9 de setembro de 2018

O incidente fatídico que culminou na morte de uma parte significativa da história brasileira, era uma tragédia premeditada, como tantas que já vimos acontecer nesse país. Em caráter disso, há uma matéria publicada na EBC de 2004, onde o secretário estadual de Energia, Indústria Naval e Petróleo, Wagner Victer, fez denúncias severas que sinalizavam que isso poderia acontecer. “O Museu Nacional do Rio de Janeiro, localizado na Quinta da Boa Vista, no bairro de São Cristóvão, zona norte da cidade, corre o risco de ser destruído por um incêndio. Ele disse ter ficado impressionado com a situação das instalações elétricas que estão em estado deplorável. “O museu vai pegar fogo. São fiações expostas, mal conservadas, alas com infiltrações, uma situação de total irresponsabilidade com o patrimônio histórico”, afirmou”.

200 anos de história resultaram em cinzas e que no fim das contas, somando isso ao resto (crise política, econômica, social, moral e etc.), o resumo da ópera permeia na raiz de muitos dos problemas brasileiros: nossos governantes. O Brasil perde sua credibilidade diariamente porque aqui os poderes legislativo, judiciário e executivo não trabalham em favor do povo, mas sim, de acordo com suas demandas.

E isso se evidencia, por exemplo, quando vemos um cidadão contribuinte comum receber uma média de R$954,00 de aposentadoria, enquanto um legislador e jurista recebem cerca de R$16.000,00 e R$26.000,00, respectivamente.

Diante dos dados, alguém consegue imaginar que há preocupação efetiva na conservação do acervo histórico do país, por parte de quem tem poderes para isso? Se não levam a sério a educação, saúde e segurança pública, vão se preocupar com a cultura?

Há poucos meses estive no Rio de Janeiro e lá é possível verificar o caos ao vivo e a cores, não que em outras cidades não seja perceptível, mas em terras cariocas isso ganha proporções maiores por ser um dos principais pontos turísticos do país. O sucateamento e abandono dos lugares mais visitados, a insegurança e a inoperância na saúde são alguns exemplos do descaso do Estado com o bem público.

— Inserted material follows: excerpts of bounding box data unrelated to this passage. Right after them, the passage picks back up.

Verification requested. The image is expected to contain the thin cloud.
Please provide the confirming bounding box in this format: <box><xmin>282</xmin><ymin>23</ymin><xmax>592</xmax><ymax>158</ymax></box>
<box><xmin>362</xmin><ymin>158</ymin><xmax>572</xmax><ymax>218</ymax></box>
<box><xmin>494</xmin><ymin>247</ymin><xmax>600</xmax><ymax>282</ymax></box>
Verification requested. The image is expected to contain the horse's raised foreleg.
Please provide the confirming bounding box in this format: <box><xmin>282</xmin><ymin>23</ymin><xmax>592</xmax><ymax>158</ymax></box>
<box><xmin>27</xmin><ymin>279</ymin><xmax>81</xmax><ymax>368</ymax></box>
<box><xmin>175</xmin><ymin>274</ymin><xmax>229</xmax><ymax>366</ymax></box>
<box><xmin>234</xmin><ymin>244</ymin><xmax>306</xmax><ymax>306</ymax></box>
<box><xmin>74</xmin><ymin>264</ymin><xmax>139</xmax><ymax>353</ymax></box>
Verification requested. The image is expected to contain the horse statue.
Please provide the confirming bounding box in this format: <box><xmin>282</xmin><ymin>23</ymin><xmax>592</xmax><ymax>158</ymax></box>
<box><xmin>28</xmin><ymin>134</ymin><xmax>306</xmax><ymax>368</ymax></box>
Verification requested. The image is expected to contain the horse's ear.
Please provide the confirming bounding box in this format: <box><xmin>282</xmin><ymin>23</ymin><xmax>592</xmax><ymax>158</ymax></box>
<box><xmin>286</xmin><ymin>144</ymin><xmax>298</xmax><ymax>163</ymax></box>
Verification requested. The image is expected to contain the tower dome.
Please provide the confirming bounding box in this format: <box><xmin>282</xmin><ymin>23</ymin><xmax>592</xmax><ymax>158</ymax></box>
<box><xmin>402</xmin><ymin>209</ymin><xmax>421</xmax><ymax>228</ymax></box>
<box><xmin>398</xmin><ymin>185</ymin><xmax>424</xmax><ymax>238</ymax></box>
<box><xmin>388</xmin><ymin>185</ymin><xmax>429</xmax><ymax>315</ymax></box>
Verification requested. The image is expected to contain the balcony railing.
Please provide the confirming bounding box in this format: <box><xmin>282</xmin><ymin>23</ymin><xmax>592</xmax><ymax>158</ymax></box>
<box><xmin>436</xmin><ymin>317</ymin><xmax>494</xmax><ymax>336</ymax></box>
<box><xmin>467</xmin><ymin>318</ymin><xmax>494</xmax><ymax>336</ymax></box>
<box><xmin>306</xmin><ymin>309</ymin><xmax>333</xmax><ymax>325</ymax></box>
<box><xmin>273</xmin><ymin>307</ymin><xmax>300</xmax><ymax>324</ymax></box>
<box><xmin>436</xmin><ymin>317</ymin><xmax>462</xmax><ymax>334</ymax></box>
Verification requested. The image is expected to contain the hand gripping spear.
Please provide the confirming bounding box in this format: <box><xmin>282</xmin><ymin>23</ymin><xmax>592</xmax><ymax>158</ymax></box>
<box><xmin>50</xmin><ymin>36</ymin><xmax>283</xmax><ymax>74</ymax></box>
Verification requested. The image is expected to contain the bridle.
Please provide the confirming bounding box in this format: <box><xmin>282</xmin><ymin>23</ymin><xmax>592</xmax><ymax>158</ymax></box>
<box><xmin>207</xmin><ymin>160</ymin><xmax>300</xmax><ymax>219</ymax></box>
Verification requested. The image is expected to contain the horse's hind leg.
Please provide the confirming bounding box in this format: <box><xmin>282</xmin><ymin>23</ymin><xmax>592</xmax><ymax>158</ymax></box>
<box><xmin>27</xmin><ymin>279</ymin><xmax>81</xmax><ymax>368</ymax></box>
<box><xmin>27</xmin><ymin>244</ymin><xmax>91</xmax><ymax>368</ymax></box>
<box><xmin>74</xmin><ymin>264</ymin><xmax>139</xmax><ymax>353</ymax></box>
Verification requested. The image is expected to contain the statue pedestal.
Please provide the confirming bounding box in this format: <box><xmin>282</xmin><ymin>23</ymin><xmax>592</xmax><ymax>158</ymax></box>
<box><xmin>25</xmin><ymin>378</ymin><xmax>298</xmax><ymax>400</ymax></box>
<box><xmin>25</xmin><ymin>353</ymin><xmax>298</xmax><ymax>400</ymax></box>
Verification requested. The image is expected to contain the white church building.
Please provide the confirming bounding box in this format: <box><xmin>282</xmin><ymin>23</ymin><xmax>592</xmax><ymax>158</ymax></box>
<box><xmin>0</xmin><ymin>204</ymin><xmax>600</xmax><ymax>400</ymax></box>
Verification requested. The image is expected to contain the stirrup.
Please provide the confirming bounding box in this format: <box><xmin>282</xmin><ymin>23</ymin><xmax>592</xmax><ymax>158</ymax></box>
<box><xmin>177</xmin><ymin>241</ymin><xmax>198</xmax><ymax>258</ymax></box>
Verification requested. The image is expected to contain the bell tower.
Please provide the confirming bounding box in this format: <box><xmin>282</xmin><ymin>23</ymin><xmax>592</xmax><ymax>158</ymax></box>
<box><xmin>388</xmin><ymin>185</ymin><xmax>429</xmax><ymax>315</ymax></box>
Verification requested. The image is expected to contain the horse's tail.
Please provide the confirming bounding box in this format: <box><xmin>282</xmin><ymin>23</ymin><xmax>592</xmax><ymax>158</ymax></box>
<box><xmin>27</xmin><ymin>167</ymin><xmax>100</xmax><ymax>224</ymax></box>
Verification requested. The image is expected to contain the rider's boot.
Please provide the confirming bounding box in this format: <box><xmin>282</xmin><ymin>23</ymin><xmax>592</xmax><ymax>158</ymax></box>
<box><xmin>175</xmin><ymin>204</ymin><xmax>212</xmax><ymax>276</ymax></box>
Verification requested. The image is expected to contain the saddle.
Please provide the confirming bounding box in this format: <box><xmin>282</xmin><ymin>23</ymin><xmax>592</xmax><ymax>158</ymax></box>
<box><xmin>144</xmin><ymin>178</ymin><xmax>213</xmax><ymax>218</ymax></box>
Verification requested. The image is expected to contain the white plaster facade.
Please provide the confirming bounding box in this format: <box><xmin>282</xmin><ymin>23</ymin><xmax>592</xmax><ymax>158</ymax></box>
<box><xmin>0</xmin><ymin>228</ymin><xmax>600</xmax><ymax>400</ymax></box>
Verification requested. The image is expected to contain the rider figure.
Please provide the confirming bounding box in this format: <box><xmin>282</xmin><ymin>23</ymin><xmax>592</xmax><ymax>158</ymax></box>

Portanto, estamos à mercê do descomprometimento da governança e para isso só há um remédio, que por mais que seja profilático, é o mais indicado e nos traz um pouco de esperança: o voto, o poder de decisão do cidadão que pode optar por não eleger e

principalmente, reeleger quem não mostra trabalho em prol da Nação. Finalizo parafraseando Ulysses Guimarães: “Governo xique-xique, este que aí está. Não dá sombra nem encosto. Para a Nação, não dá. Para os amigos, parentes e protegidos, presenteia com governadorias, senatorias biônicas, embaixadas, empréstimos e negócios. Passa então a ser o governo sombra e água fresca.”